Nesta Suhun, Sekum KNPB Pusat dan Bazoka Logo, Jubir Nasional KNPB (Foto: Arnold Belau/Suara Papua)
PAPUAN, Jayapura--- Pada 13 Oktober 2014 mendatang, Komite Nasional Papua Barat (KNPB) akan melakukan aksi demo damai menuntut pemerintah Indonesia membebaskan dua wartawan Perancis, Thomas Dandois dan Valentine Bourrat, yang ditangkap di Wamena, pada 6 Agustus 2014 lalu.

“KNPB seruhkan kepada seluruh organisasi pro-demokrasi, pekerja HAM, serta seluruh masyarakat Papua dari Sorong sampai Samarai untuk berparitisipasai dalam aksi demo ini,” ujar Juru Bicara (Jubir) Nasional KNPB, Bazoka Logo, saat memberikan keterangan pers, siang tadi, di Waena, Jayapura, Papua.

Menurut Bazoka, demo tersebut dilakukan untuk menuntut pemerintah Indonesia membaskan dua wartawan Perancis yang kini masih ditahan di Kantor Imigrasi Jayapura, Papua.

“Indonesia sebagai Negara demokrasi harusnya tidak boleh tahan dua wartawan asing itu. Karena akibatnya akan mencederai nama Indonesia di mata Internasional. Selain itu, secara tidak langsung Indonesia memperkosa demokrasi,” tegas Bazoka.

Bazoka juga mengatakan, ia mempertanyakan pernyataan Gubernur Papua yang pernah mempersilahkan wartawan asing datang meliput secara bebas di tanah Papua, namun nyatanya dua wartawan Perancis kembali ditahan. .

“Penangkapan dua wartawan bukti bahwa akses wartawan Internasional tidak pernah diberikan ke Papua untuk meliput. Ini adalah upaya lanjutan yang sedang dilakukan oleh pemerintah Indonesia, untuk membungkam ruang demokrasi di tanah Papua,” jelasnya.

“Juga ada upaya dari negara Indonesia untuk mengisolasi masalah-masalah yang selama ini terjadi di tanah Papua dari pantauan masyarakat Internasional,” ungkap Bazoka. 

Sementara itu, Sekretaris Umum KNPB, Ones Suhuniap berpendapat, Indonesia harus belajar demokrasi lebih menyeluruh, karena tuntutan hukum yang diberlakukan kepada kedua wartawan sangat tidak tepat.
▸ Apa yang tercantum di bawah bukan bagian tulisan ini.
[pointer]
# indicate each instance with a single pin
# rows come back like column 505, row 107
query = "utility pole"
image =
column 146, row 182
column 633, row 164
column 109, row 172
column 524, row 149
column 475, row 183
“Seharusnya itu bukan menahan dan memproses mereka dengan hukum yang berlaku di Indonesia. tetapi, aturannya itu, harus dideportasikan ke Negara asal mereka, ini cara yang tidak masuk akal. Ini bisa jadi bahan tertawaan oleh masyarakat Internasional,” tutur Nesta.

Menurut Ones, Charles dan Vallentine terpaksa menggunakan visa turis ke Papua, karena jika menggunakan visa jurnalis, tentu pemerintah Indonesia tidak akan memberikan ijin.  

“Kami yakin bahwa pemerintah Indonesia tidak akan berikan izin untuk meliput di tanah Papua. Sehingga dengan alasan itu mereka datang ke Papua dengan visa turis, karena itu mereka harus dibebaskan,” ungkapnya.